Между подругами хоть и витала заметная прохладца, но доселе жена Судислава не позволяла себе подобной откровенности.

– А ты бы пошла за нелюбого? – ожесточаясь в ответ, повысила голос Гнеда, встречая взгляд подруги.

– За нелюбого! – передразнила Славута, резко уперев руки в бока, отчего сердито звякнули обручья на ее точеных запястьях. – Много ты понимаешь! Вымахала кобылица, а умишки, что у моей дочки несмышленой! Да он тебя с того света вытащил! С ложечки отпаивал, сам в лес за березовицей[141] ездил, ночей не спал, тенью ходил, никого не замечая! А ты бы хоть разочек вспомнила о нем, хоть словечко б обронила! За нелюбого!

Гнеда опустила глаза. Она вспоминала о Бьярки каждый день. За время, что девушка провела в борьбе с лихорадкой, многое в ее мнении переменилось. И без слов подруги она уже относилась к Бьярки иначе. Отбросив глупые предрассудки, Гнеда нынче видела, что он пытался оказать ей честь. Что сватовство к безродной простолюдинке было со стороны боярина отважным поступком, а приглашение отца и княжича-побратима прибавляло его словам веса. Бьярки заслуживал достойного отказа, а не ее бездумной выходки. Но сделанного не воротишь.

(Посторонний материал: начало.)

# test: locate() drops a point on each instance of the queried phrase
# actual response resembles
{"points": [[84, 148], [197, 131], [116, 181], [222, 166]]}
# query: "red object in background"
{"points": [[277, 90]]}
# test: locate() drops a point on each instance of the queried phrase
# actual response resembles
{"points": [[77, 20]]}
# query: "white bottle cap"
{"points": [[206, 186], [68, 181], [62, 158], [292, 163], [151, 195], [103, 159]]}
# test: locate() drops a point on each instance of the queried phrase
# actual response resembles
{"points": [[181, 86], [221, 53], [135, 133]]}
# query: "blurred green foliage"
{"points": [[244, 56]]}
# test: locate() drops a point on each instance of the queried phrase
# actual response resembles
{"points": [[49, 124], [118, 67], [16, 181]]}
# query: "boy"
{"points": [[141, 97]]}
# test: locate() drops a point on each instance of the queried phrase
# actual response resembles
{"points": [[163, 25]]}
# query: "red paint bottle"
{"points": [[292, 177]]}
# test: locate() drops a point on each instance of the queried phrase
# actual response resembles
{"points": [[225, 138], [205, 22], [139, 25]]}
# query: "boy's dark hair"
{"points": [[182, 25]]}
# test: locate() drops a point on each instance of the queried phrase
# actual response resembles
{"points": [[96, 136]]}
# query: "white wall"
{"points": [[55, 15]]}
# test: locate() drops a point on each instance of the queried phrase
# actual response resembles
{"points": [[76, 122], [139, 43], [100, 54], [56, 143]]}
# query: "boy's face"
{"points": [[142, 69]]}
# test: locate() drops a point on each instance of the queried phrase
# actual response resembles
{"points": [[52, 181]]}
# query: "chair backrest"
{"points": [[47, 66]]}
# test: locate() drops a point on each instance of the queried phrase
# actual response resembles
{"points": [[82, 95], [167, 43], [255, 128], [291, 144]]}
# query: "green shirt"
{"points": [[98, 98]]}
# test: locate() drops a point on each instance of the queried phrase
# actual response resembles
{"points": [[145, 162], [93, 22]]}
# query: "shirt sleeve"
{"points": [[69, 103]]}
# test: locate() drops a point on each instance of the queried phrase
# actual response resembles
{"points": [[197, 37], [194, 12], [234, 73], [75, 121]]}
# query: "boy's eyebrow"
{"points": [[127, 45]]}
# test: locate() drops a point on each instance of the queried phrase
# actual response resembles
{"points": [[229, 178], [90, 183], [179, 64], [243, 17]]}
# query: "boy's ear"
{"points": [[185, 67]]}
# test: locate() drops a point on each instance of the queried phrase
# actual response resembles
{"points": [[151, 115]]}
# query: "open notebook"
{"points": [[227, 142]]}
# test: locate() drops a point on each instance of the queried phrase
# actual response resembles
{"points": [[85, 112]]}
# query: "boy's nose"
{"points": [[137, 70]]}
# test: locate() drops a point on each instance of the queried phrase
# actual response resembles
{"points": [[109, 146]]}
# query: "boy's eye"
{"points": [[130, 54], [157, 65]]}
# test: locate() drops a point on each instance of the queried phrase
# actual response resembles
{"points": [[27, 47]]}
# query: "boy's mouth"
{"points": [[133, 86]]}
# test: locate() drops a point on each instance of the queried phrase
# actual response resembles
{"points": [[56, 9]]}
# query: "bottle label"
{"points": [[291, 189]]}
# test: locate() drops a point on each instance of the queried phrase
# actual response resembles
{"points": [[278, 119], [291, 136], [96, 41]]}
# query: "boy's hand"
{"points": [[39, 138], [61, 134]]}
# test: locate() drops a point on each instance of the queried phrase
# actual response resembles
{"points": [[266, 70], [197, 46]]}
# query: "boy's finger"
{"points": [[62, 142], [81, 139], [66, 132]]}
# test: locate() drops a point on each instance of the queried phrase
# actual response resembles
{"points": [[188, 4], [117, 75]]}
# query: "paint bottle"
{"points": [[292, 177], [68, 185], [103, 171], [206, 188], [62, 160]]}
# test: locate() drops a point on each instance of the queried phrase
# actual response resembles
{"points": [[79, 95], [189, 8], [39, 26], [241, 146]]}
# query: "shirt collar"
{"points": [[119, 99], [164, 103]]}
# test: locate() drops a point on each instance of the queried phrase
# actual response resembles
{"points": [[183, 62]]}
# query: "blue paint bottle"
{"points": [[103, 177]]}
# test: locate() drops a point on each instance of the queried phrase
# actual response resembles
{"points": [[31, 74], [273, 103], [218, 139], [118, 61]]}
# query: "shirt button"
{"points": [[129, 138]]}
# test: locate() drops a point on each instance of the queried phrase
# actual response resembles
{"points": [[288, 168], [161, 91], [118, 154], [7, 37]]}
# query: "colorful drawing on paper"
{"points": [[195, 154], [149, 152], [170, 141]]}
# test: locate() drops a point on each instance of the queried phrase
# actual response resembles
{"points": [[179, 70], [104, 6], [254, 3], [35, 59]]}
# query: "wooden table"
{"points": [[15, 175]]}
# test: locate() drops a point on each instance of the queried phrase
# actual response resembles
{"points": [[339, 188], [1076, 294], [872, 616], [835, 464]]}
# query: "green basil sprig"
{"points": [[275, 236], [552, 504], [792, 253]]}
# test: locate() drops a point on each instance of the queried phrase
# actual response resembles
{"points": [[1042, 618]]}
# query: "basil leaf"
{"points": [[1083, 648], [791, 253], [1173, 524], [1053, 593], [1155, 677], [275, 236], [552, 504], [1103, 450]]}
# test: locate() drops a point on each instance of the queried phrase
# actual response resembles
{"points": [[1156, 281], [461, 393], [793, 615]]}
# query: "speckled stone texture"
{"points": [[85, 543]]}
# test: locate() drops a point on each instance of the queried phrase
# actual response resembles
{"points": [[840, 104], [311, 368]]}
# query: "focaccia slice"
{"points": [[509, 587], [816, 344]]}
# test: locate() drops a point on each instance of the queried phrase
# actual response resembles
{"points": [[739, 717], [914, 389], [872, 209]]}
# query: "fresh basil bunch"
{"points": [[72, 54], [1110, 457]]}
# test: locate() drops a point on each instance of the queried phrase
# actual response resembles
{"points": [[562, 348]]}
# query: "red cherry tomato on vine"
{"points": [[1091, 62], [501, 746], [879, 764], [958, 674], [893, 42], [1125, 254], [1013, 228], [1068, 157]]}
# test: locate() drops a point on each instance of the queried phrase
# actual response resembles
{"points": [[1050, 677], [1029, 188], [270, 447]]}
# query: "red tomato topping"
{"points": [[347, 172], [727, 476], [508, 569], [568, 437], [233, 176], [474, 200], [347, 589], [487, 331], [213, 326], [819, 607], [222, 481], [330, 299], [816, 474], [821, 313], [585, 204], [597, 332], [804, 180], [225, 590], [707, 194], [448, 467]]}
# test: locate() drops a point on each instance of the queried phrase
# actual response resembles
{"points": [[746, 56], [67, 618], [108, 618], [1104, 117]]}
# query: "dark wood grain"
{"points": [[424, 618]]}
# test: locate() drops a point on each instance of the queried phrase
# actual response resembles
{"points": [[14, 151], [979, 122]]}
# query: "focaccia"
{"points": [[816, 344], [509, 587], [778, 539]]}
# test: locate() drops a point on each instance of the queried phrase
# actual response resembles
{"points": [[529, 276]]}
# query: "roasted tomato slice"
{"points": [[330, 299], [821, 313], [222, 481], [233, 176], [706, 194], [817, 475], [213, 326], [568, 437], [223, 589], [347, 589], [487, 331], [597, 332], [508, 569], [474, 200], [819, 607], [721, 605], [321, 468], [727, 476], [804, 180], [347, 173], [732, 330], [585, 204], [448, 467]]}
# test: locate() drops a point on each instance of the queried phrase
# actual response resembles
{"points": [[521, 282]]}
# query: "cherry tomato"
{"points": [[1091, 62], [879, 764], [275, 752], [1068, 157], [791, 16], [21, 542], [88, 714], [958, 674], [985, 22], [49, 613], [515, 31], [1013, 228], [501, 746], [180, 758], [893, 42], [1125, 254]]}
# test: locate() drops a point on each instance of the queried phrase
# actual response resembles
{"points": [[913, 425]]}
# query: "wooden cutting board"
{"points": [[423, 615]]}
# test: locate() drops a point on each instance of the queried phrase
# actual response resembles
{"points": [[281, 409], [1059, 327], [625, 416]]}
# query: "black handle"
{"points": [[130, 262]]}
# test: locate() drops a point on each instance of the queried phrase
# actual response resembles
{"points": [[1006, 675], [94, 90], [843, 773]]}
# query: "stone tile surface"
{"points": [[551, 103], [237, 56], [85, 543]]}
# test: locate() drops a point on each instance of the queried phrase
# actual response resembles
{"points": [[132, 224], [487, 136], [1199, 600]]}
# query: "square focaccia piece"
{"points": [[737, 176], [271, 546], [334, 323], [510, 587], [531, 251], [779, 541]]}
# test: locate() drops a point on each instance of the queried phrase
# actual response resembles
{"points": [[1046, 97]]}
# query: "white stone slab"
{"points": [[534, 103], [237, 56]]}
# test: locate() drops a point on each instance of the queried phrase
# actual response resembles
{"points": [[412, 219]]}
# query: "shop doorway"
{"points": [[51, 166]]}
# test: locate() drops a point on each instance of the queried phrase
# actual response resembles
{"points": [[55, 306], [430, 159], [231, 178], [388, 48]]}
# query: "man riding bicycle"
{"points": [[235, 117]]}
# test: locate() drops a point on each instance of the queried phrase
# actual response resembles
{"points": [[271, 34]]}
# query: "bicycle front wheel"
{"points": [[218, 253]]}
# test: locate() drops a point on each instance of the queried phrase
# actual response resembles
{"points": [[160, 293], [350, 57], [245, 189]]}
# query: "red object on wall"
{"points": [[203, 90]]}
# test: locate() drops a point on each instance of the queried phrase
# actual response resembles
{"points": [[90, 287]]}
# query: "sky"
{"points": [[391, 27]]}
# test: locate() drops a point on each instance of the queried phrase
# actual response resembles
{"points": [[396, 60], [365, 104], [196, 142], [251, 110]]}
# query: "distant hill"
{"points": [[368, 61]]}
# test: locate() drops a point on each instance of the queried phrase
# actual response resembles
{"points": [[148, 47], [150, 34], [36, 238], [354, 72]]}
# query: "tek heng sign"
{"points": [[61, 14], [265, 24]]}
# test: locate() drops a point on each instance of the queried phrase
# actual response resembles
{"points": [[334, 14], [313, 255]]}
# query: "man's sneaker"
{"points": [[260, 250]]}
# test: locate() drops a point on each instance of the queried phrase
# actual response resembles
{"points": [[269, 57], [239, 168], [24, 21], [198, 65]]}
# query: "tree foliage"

– Что умыслила! К ней самый завидный жених в Стародубе – да куда там в Стародубе, во всем Залесье – княжеского сына сватом послал, а она – топиться!

Кажется, Славута наконец могла выговориться и жалеть Гнеду больше не собиралась.

– Я не хотела топиться, – слабо возразила девушка.

– Да? А что ж, купаться надумала? В травень-то месяц вода ай как хороша!

Гнеда еле удержалась от улыбки. Она и не предполагала, что мягкая и добрая Славута способна на такие язвительные слова.

– Не знаю, что на меня нашло… – запнулась девушка, понимая, что не сумеет объяснить своих чувств, которые и сама-то едва осознавала.

Славута только покачала головой.

– Ешь, – хмуро велела она, кивая на дымящуюся кулагу[142]. Некоторое время боярыня молча смотрела в одну точку, но постепенно ее лицо разгладилось, а зажатые плечи опустились. – Прости, – проговорила Славута без прежнего раздражения. – На сердце нынче уж очень муторно. Как старый князь умер, нет покою. Все в тревоге, Судислава днями не вижу, матушка сурова сверх меры.

Гнеда едва не выронила чашку из рук.

– Князь умер? – переспросила она.

Славута скорбно кивнула.

– Через несколько дней после… после сватовства.